“What do you think spies are: priests, saints and martyrs? They’re a squalid procession of vain fools, traitors too, yes; pansies, sadists and drunkards, people who play cowboys and Indians to brighten their rotten lives.”
Ladies and gentlemen: the words of Alec Leamas, the protagonist in John le Carré’s breakout novel The Spy Who Came in From the Cold, which clarifies the stark reality of espionage, and reveals the essential callousness required of spies. If Fleming’s 007 novels enticed wannabe secret agents with their thrilling adventures set in fantastical locations, le Carré presents the flipside: this isn’t a life of luxury; martinis, fast cars and voluptuous women. Life as a Cold War spy required coldness, and a willingness to betray ones deepest desires and personal interests; oftentimes doing a bad thing for a supposed right reason, which was dictated by those above you.

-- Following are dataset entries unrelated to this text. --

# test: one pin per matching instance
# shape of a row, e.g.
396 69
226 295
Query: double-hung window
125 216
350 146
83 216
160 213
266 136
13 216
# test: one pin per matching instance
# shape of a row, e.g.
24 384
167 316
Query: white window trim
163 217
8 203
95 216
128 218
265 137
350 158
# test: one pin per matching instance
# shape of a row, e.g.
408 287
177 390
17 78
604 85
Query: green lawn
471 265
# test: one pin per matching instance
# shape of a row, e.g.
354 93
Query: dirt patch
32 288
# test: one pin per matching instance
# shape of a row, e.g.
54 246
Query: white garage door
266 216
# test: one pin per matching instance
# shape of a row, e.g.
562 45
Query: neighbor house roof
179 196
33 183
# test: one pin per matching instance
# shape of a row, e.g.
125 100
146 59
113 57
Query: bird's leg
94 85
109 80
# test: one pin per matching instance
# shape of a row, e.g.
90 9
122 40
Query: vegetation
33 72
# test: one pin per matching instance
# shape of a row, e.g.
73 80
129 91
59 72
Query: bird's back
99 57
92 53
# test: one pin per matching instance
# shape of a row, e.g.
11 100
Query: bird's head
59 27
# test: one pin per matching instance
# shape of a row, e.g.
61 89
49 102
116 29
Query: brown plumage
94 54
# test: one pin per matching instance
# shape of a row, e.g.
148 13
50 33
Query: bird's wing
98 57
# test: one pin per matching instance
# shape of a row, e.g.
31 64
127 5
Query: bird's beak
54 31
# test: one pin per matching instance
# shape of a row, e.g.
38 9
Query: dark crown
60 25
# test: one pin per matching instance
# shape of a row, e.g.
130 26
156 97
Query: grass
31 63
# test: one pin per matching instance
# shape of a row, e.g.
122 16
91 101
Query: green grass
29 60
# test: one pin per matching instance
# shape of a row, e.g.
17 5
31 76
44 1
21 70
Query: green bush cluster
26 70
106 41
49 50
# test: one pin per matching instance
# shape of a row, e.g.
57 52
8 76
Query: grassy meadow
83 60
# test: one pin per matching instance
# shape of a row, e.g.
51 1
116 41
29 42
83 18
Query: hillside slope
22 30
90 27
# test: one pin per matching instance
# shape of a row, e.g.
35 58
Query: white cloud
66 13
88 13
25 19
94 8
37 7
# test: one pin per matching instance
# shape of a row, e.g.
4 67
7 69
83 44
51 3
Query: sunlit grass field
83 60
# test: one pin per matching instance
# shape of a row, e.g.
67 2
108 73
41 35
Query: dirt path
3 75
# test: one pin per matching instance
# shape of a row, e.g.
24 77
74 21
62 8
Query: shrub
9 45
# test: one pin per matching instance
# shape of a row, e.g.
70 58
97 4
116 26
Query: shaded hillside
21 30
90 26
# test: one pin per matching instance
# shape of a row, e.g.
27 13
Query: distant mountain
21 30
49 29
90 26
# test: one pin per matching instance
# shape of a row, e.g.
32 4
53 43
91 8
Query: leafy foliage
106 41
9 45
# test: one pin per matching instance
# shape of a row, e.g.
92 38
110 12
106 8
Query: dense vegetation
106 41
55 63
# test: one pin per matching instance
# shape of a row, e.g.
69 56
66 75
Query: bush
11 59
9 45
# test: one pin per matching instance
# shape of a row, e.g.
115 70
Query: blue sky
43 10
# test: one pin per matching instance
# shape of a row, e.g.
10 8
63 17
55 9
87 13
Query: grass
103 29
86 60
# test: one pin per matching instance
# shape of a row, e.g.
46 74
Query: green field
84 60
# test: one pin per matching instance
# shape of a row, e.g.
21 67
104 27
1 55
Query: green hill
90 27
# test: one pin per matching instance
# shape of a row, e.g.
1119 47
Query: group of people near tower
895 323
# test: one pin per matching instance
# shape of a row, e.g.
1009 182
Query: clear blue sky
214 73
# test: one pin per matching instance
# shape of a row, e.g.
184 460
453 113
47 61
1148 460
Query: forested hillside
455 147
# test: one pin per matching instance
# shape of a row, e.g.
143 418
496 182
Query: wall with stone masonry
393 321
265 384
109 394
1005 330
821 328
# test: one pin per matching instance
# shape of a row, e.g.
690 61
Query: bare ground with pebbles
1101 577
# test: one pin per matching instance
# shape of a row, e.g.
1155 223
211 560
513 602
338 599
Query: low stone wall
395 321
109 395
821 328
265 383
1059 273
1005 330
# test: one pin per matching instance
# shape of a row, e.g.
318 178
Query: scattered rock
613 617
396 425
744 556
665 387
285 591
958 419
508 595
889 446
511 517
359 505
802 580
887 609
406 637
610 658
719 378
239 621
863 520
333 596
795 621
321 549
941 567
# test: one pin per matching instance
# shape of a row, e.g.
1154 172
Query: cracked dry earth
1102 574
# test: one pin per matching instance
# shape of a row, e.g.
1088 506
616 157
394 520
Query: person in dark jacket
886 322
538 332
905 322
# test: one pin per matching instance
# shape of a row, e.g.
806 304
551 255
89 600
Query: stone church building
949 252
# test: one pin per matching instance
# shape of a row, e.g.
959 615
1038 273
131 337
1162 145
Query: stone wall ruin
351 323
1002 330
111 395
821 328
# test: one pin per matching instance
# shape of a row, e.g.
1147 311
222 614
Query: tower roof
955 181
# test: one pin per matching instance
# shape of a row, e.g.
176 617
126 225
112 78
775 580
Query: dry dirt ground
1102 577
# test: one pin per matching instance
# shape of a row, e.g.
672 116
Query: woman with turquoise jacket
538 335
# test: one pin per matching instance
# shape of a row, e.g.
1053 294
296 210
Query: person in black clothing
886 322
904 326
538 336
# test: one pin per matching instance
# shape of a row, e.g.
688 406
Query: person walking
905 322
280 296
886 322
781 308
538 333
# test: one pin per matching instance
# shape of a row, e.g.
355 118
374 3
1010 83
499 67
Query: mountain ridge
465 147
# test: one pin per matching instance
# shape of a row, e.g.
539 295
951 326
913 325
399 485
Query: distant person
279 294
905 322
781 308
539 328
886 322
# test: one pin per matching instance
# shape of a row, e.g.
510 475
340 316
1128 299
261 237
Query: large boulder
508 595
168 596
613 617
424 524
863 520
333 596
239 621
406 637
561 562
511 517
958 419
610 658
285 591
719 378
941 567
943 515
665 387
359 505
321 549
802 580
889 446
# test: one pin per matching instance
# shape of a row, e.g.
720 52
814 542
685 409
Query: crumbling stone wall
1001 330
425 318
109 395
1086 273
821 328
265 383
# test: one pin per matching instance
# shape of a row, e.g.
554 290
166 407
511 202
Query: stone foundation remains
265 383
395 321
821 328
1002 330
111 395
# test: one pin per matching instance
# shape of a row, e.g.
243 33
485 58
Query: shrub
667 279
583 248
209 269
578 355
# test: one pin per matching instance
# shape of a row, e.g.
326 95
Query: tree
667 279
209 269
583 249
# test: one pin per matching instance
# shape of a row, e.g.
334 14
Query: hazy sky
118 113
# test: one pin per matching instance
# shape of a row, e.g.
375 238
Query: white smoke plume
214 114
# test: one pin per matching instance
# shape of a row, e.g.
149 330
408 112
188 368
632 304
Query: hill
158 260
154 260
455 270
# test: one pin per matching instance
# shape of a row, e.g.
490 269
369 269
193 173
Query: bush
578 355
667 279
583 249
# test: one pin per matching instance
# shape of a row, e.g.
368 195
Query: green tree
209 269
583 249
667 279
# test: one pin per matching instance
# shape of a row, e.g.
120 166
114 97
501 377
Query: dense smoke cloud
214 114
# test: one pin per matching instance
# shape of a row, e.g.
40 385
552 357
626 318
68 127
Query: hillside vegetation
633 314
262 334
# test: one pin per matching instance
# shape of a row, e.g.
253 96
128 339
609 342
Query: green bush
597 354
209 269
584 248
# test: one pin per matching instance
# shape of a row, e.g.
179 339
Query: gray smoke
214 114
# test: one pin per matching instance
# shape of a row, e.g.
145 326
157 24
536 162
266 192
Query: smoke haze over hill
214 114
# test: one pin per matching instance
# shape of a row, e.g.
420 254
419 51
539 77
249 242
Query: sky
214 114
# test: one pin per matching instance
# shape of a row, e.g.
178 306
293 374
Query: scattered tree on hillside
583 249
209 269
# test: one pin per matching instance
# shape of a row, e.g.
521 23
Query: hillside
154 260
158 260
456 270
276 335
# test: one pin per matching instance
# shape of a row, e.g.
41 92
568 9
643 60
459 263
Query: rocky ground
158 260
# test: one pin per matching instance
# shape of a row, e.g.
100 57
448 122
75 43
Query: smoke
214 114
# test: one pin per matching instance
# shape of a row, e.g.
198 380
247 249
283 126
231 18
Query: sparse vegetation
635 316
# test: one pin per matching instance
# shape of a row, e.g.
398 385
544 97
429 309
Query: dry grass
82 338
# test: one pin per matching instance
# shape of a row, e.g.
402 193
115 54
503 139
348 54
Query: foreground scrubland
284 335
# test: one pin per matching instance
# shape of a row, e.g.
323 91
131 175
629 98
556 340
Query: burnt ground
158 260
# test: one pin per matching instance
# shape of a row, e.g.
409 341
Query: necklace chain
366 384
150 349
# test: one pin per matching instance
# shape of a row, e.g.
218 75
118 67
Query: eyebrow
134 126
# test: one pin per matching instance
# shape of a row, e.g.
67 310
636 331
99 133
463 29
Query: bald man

Fleming’s Bond novels were clean; hero against villain, good versus evil. There’s no such thing in le Carré’s fiction. His characters flourish and falter in a world of grey.
Leamas is a seasoned Intelligence Officer who has suffered an embarrassing defeat by his opposite number, Mundt: his entire East German network has collapsed, arrested or killed. Leamas knows his career is over; he has outlived his usefulness. After all, what value has an agent without assets? But his master, Control, has devised a daring scheme; one that would allow Leamas to take his revenge. There’s more to this audacious plot than meets the eye, of course: George Smiley is pulling the strings in the background; an ethereal figure who makes his presence known.
Le Carré’s plot zigzags wildly; allegiances form and disperse, and hidden motivations come to light as the narrative progresses. He is an expert at the bait-and-switch, and has constantly validated his status as the premiere espionage fiction writer over more than forty years. It was a real treat revisiting this gem. It deserves its Must Read tag.